Los criaderos de estos insectos son lugares que contienen agua y pueden ser pequeños como un charco o muy grandes como un pantano, laguna o lago. Son aguas acumuladas, estancadas y limpias con acceso a luz solar. La presencia de plantas acuáticas favorece la proliferación de Anopheles, ya que las larvas se alimentan del material orgánico y se refugian de los depredadores naturales.

El diagnóstico de la malaria se establece al encontrar parásitos en la muestra de gota gruesa de sangre teida con coloranet en pacientes residentes o provenientes del área malárica.

Se ha creado el término "casa malárica"gracias a la experiencia mexicana, que es donde hay persistencia de parásitos en personas y familias, caracterizado por una mezcla infecciosa asintomática, sintomática, recaídas frecuentes y la recurrencia de infecciones nuevas.

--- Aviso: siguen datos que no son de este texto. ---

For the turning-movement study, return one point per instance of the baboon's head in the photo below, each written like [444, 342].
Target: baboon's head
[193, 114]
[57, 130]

Estas casas se circunscriben como fuentes de infección permamente de parásitos y ofrecen mayores posibilidades para la supervivencia del vector, lo cual es indispensable para que el parásito se desarrollo y pueda ser transmitido en el mismo hábitat.

Algunas observaciones que se relacionan indirectamente a la falta de higiene familiar con la atracción de los vectores, sugieren la existencia de señales químicas que pueden favorecer la identificación del huésped por parte de los vectores. Las fuentes de dichas señales están relacionadas con la respiración, piel y excreciones orgánicas como el sudor, la orina y la materia fecal. Asimismo, se ha observado que la secreción de las glándulas écrinas, apócrinas y sebáceas acumulada por efecto de una mala higiene (falta de baño y cambio de ropa) puede atraer al Anopheles. Por otro lado, está la falta de higiene de la casa, que también puede fomentar ambientes propicios para la proliferación de los insectos.